To support dynamic extraction of topics, you need to set the option sink.partitioner to raw-hash
and option sink.multiple.partition-pattern, Kafka Load Node will parse sink.multiple.partition-pattern
as the partition key, hash the partition key and take the remainder of the partition size as the final partition,
If parsing fails, it will return null and execute Kafka default partitioning strategy. sink.multiple.partition-pattern
support constants, variables and primary keys. Constants are string constants. Variables are strictly represented by ${VARIABLE_NAME}, the value of the variable comes from the data itself,
that is, it can be a metadata field of a format specified by sink.multiple.format, or it can be a physical field in the data.
The primary key is a special constant PRIMARY_KEY, which extracts the primary key value of the record based on a certain format data format.

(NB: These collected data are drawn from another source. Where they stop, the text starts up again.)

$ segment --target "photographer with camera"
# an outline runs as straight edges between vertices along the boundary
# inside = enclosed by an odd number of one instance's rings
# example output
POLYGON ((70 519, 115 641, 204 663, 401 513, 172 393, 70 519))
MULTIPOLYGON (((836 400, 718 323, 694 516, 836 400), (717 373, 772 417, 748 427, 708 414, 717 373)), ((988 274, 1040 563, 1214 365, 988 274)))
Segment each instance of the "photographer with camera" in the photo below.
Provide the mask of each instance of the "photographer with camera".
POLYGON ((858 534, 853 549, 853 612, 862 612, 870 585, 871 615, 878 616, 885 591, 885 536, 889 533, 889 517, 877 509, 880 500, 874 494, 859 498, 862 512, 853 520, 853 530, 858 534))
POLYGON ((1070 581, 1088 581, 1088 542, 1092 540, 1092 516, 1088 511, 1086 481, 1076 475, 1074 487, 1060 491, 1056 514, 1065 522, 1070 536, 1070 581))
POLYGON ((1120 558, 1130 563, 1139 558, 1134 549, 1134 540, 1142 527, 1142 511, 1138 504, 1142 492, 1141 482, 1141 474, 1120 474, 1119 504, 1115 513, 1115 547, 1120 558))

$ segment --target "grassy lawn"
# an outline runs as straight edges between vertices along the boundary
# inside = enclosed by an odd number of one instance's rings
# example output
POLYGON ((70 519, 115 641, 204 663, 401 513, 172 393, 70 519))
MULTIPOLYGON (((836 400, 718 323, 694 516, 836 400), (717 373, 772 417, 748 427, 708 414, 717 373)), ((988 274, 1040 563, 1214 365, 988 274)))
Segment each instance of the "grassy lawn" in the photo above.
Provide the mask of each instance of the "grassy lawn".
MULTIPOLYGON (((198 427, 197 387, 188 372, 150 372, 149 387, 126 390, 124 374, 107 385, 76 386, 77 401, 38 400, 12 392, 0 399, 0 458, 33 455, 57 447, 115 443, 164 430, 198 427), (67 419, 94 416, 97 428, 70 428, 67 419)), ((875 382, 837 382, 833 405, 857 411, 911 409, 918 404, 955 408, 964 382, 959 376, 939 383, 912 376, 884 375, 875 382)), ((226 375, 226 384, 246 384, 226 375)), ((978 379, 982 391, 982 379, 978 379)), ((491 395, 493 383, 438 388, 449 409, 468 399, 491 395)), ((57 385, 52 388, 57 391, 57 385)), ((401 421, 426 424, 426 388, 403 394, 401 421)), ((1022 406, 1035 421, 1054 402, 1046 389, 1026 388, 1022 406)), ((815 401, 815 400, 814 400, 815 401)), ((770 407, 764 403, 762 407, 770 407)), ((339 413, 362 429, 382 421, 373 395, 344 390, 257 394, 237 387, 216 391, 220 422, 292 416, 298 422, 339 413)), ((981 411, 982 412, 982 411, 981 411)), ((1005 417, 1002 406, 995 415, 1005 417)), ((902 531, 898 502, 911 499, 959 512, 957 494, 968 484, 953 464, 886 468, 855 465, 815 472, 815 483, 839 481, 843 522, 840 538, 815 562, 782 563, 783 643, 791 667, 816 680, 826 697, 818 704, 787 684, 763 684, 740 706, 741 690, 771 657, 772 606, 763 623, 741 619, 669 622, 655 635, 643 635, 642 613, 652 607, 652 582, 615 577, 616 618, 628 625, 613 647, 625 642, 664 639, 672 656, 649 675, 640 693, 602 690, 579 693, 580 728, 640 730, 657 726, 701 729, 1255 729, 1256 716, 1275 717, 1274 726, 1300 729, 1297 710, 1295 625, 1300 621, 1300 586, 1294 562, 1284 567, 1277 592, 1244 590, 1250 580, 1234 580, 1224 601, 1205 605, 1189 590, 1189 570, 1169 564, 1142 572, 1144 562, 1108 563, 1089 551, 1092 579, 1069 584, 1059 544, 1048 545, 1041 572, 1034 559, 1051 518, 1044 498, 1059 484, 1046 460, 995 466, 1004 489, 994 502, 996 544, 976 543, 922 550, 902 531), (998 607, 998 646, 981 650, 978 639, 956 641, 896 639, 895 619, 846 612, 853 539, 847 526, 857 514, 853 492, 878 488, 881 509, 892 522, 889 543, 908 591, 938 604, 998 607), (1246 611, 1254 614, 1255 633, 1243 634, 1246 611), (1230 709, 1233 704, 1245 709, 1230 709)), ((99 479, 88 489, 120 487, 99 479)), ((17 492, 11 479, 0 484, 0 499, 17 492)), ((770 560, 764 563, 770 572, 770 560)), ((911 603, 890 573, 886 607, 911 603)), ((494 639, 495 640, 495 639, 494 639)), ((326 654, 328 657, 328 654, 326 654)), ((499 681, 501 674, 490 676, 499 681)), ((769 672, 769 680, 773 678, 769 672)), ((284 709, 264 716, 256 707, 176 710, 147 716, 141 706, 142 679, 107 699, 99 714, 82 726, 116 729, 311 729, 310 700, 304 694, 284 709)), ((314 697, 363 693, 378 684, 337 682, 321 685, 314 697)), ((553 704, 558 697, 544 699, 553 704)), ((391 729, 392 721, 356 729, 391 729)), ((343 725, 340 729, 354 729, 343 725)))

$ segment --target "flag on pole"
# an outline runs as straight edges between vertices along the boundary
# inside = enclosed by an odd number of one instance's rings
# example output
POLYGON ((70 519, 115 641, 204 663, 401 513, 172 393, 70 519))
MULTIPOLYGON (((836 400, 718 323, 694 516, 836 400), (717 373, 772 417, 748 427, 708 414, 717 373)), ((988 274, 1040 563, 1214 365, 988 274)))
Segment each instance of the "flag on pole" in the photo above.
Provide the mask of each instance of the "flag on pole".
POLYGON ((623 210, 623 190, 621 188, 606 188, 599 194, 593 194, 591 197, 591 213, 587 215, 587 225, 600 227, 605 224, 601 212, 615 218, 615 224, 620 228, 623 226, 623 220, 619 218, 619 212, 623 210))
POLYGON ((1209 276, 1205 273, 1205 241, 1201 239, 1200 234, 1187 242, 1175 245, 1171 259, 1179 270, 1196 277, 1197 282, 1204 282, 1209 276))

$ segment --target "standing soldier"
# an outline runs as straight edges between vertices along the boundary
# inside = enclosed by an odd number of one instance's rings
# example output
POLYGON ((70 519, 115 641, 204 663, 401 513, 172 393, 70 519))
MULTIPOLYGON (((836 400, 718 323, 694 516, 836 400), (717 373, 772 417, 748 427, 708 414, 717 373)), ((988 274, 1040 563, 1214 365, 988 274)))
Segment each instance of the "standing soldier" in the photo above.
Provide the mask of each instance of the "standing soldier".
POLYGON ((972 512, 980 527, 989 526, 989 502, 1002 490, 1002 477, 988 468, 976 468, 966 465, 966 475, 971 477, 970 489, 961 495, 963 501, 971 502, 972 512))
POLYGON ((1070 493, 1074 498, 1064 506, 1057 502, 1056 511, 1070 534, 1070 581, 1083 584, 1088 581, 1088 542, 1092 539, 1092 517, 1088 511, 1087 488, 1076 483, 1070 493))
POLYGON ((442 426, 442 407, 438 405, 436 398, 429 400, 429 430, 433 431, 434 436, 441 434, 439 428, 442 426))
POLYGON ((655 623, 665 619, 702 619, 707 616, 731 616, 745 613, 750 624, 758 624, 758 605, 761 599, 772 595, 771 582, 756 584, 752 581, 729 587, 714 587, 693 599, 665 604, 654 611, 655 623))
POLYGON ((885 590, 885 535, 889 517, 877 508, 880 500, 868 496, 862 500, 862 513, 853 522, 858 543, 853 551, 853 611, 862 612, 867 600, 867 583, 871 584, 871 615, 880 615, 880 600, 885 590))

Notes: Kafka dynamic partition extraction based on PRIMARY_KEY has a limitation that the primary key information needs to be specified in the data,
For example, if Format is canal-json, then its primary key is pkNames. In addition, because format debezium-json has no definition of primary key, here
we agree that the primary key of debezium-json is also pkNames and is included in source like other metadata fields such as table and db,
If partitioning by primary key is used, and the format is debezium-json, you need to ensure that the real data meets the above conventions.
Data Type Mapping
Kafka stores message keys and values as bytes, so Kafka doesn’t have schema or data types. The Kafka messages are deserialized and serialized by formats, e.g. csv, json, avro. Thus, the data type mapping is determined by specific formats. Please refer to Formats pages for more details.